Self-Error-Instruct: Generalizing from Errors for LLMs Mathematical Reasoning¶

Conference: ACL 2025
arXiv: 2505.22591
Code: None
Area: LLM Reasoning
Keywords: Mathematical Reasoning, Error Analysis, Training Data Synthesis, Self-Instruct Learning, Iterative Fine-Tuning

TL;DR¶

Proposes the Self-Error-Instruct (SEI) framework, which analyzes error cases of the target model in mathematical reasoning, uses GPT-4o to extract error keyphrases and clusters them into error types, synthesizes training data for each error type using a self-instruct approach, and iteratively fine-tunes the model to systematically address weaknesses in mathematical reasoning.

Background & Motivation¶

Background: Large language models have made significant progress on mathematical reasoning tasks (e.g., GSM8K, MATH), but they still exhibit a large number of bad cases. These errors typically follow specific patterns—such as misuse of particular operator types, misunderstanding of problem structures, or computational errors.

Limitations of Prior Work: Existing "learning from errors" methods typically adopt a straightforward strategy: collect error cases \(\rightarrow\) let a stronger model generate correct solutions for each error case individually \(\rightarrow\) fine-tune the target model using these corrected data. The limitation of this approach is that it only patches errors individually without extracting general patterns from them—errors of the same type may recur across different problems but are treated independently each time, resulting in synthesized data that lacks systematicity and generalizability.

Key Challenge: A single error case carries limited information, but errors of the same type embody common patterns.
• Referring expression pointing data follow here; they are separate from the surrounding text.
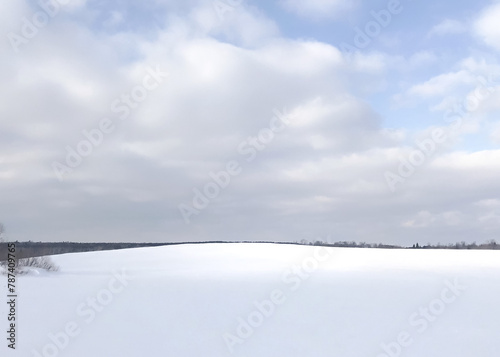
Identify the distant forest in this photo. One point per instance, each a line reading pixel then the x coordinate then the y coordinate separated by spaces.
pixel 36 249
pixel 491 245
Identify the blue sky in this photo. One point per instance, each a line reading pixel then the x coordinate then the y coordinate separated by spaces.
pixel 238 120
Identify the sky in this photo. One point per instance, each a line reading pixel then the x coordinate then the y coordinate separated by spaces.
pixel 288 120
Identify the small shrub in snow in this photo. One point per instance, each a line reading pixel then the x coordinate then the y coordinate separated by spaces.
pixel 27 265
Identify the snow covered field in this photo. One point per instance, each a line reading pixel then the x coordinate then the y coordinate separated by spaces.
pixel 261 300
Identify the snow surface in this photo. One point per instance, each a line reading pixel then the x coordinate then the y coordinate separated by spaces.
pixel 202 300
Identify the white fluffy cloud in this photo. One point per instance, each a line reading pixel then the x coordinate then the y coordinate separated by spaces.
pixel 323 174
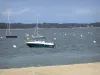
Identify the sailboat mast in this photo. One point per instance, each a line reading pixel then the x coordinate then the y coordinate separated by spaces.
pixel 37 26
pixel 9 22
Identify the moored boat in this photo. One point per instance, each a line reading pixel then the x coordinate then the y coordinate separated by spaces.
pixel 39 44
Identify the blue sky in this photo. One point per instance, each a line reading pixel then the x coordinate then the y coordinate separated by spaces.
pixel 54 11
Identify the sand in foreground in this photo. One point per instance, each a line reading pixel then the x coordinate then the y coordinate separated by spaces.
pixel 76 69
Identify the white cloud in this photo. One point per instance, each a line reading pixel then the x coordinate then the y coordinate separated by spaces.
pixel 25 10
pixel 5 13
pixel 84 11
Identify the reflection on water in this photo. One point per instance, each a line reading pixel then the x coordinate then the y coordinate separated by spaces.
pixel 73 46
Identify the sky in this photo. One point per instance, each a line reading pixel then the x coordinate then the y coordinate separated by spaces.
pixel 50 11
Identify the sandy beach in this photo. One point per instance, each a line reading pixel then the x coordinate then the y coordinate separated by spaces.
pixel 74 69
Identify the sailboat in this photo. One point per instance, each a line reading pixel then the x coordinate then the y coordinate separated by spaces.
pixel 36 33
pixel 8 35
pixel 37 43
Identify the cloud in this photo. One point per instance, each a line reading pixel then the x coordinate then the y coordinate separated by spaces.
pixel 84 11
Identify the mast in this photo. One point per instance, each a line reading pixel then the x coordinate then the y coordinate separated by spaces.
pixel 9 23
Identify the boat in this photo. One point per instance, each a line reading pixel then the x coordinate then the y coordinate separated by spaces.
pixel 36 32
pixel 8 35
pixel 40 44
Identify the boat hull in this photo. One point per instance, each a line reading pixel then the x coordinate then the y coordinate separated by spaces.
pixel 11 36
pixel 40 45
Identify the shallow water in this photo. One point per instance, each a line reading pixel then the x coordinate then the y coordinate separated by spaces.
pixel 74 45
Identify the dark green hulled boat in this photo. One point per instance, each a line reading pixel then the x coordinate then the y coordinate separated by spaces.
pixel 40 44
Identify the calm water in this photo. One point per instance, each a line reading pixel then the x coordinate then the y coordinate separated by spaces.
pixel 73 46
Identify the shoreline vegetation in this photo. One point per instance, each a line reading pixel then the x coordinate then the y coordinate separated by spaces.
pixel 49 25
pixel 75 69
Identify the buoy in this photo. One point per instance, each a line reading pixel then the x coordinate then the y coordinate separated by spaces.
pixel 94 41
pixel 14 46
pixel 1 37
pixel 81 36
pixel 54 38
pixel 88 32
pixel 74 34
pixel 54 33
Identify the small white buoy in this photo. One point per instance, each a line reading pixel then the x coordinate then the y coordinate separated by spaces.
pixel 94 41
pixel 14 46
pixel 54 38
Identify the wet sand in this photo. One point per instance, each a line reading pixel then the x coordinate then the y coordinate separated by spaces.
pixel 74 69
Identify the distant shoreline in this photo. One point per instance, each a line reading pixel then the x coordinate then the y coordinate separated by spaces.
pixel 49 25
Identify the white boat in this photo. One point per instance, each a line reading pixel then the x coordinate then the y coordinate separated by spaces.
pixel 36 33
pixel 39 44
pixel 8 30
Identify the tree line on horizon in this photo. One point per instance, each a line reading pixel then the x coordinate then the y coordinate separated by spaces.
pixel 49 25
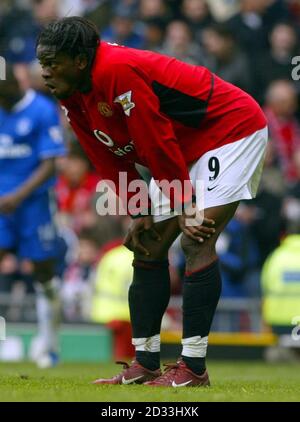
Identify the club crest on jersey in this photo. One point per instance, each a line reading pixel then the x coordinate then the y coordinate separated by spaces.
pixel 105 109
pixel 125 101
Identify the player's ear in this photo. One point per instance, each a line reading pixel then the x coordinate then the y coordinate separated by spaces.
pixel 81 61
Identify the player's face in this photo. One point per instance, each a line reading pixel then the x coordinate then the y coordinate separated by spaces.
pixel 62 73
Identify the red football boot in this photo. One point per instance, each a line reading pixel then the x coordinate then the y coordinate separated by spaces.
pixel 131 374
pixel 179 375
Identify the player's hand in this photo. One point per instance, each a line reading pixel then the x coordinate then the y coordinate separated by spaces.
pixel 9 203
pixel 188 224
pixel 139 226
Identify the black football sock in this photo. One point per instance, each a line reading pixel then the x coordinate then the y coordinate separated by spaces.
pixel 201 293
pixel 149 296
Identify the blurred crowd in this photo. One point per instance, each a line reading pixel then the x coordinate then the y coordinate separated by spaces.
pixel 250 43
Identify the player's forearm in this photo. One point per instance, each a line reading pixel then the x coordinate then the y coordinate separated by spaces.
pixel 41 175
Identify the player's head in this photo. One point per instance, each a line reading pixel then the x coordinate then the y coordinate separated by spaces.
pixel 66 50
pixel 10 91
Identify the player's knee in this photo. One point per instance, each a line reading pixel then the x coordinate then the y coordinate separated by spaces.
pixel 193 249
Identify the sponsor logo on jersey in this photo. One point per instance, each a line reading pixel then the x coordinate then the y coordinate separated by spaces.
pixel 10 151
pixel 105 109
pixel 125 101
pixel 106 140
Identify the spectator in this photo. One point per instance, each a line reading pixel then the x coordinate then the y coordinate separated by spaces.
pixel 178 43
pixel 278 60
pixel 122 30
pixel 249 25
pixel 110 304
pixel 281 285
pixel 284 129
pixel 197 16
pixel 76 187
pixel 224 57
pixel 79 278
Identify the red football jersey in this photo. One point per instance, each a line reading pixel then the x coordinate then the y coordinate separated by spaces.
pixel 154 110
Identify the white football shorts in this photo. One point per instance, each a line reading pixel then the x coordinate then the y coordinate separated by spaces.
pixel 221 176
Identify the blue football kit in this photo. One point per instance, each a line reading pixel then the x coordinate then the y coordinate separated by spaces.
pixel 29 134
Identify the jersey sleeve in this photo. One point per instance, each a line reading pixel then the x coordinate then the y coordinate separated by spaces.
pixel 109 167
pixel 152 134
pixel 50 137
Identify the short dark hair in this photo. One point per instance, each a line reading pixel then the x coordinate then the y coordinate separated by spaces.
pixel 72 35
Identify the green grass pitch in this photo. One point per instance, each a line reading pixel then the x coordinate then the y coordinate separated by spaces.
pixel 231 381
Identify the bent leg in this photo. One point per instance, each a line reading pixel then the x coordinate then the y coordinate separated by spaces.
pixel 149 293
pixel 48 311
pixel 201 290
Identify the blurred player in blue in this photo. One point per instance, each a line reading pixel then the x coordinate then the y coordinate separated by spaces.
pixel 30 140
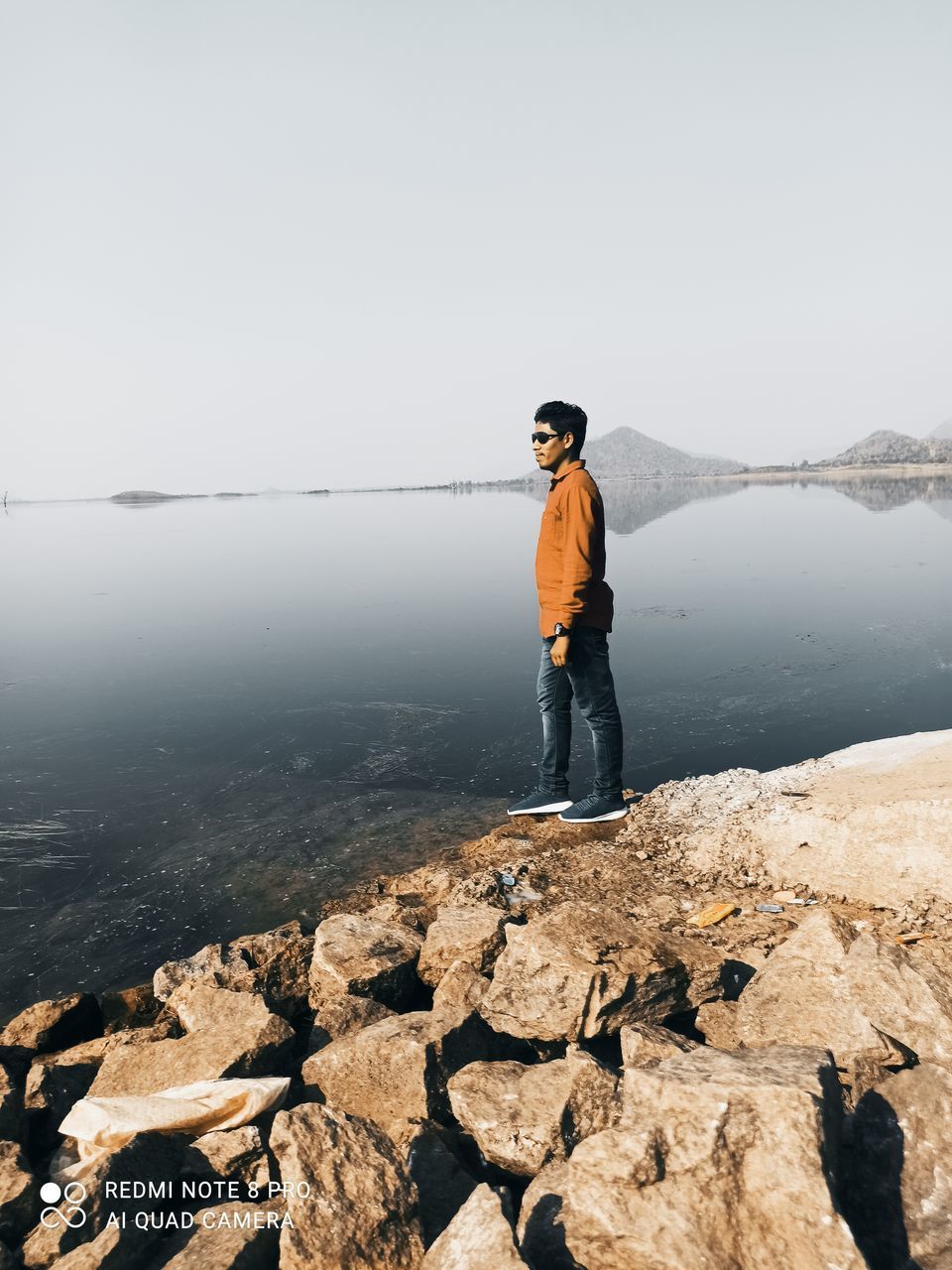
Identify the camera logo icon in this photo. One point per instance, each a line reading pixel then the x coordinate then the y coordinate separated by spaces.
pixel 68 1211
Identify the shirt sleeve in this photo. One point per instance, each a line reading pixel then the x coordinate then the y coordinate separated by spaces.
pixel 578 552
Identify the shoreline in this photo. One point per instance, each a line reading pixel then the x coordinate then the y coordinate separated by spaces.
pixel 512 1026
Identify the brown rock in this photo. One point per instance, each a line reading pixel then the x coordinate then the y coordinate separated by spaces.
pixel 19 1194
pixel 50 1025
pixel 648 1044
pixel 275 965
pixel 149 1157
pixel 480 1236
pixel 56 1080
pixel 366 1199
pixel 128 1007
pixel 721 1164
pixel 356 955
pixel 524 1116
pixel 248 1241
pixel 10 1106
pixel 433 1157
pixel 897 1185
pixel 229 1155
pixel 583 970
pixel 826 985
pixel 471 934
pixel 340 1016
pixel 460 988
pixel 398 1069
pixel 113 1248
pixel 229 1034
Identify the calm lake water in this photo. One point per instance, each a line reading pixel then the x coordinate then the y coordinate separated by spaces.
pixel 214 714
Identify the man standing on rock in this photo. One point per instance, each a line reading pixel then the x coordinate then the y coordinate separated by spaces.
pixel 575 616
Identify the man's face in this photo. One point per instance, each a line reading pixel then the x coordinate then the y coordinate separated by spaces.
pixel 552 451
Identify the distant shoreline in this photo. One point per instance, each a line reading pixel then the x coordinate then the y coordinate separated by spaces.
pixel 761 475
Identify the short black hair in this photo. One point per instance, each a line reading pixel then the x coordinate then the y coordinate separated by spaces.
pixel 563 417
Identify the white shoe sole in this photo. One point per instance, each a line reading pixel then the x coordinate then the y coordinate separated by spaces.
pixel 544 811
pixel 592 820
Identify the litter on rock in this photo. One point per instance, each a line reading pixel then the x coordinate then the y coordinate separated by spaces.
pixel 711 915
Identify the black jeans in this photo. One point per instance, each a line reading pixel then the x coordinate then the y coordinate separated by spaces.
pixel 588 679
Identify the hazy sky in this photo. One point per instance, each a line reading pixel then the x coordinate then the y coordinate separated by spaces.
pixel 316 244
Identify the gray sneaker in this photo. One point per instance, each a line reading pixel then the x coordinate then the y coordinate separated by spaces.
pixel 593 808
pixel 539 803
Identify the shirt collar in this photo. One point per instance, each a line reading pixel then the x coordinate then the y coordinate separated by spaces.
pixel 572 466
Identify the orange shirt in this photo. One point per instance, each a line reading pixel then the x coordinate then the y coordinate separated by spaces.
pixel 570 558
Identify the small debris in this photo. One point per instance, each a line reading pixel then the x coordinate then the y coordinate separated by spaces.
pixel 711 915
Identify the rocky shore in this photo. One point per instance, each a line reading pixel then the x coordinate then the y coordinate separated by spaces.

Existing methods ignore this "categorized" error information—if a model repeatedly makes errors in fraction arithmetic, remediating individual problems cannot fundamentally solve the issue for that entire category.

Goal: Design a framework that can extract general patterns from errors and synthesize targeted training data, enabling the model to systematically overcome specific types of mathematical reasoning weaknesses.

Key Insight: The authors propose the concept of "Error Generalization"—instead of patching individual errors, they analyze the common characteristics of error cases to identify "error types", and then synthesize training data at scale for each type. In this way, a single error case can drive improvements across an entire class of problems.

Core Idea: First cluster to discover error types, then synthesize training data in batches by type, allowing a small number of error cases to drive broad capability improvements.

Method¶

Overall Architecture¶

SEI is an iterative "diagnosis-synthesis-training" framework. The inputs are the target model and mathematical datasets (GSM8K, MATH), and the output is the fine-tuned, enhanced model. The overall workflow is: (1) Run the target model on the dataset to collect error cases; (2) Use GPT-4o (the instructor model) to analyze each error case and extract error keyphrases; (3) Cluster the keyphrases to identify error types; (4) Sample a few representative error cases for each error type and let GPT-4o synthesize new training data; (5) Filter the synthesized data to retain high-quality samples; (6) Fine-tune the target model using the filtered data. The entire process can repeat for multiple iterations, discovering new error types and synthesizing new data in each round.

Key Designs¶

Error Keyphrase Extraction & Clustering:
- Function: From a large number of error cases, extract a structured categorization of error types.
- Mechanism: For each error case of the target model, input the incorrect reasoning process along with the correct answer into GPT-4o, prompting it to analyze the root cause of the error and output a concise "error keyphrase" (e.g., "fraction division confusion", "omitted unit conversion", "omitted condition judgment"). After gathering all error keyphrases, perform text clustering—heuristically grouping semantically similar keyphrases into the same error type. This yields several error type clusters, each representing a systematic weakness of the model.
- Design Motivation: Directly clustering raw error cases is too coarse-grained (as the underlying math problems differ greatly). In contrast, keyphrases represent a high-level abstraction of the root error causes, and clustering in the keyphrase space captures commonalities in error patterns more accurately.
Type-Specific Self-Instruct Data Synthesis:
- Function: Synthesize targeted training data at scale for each error type.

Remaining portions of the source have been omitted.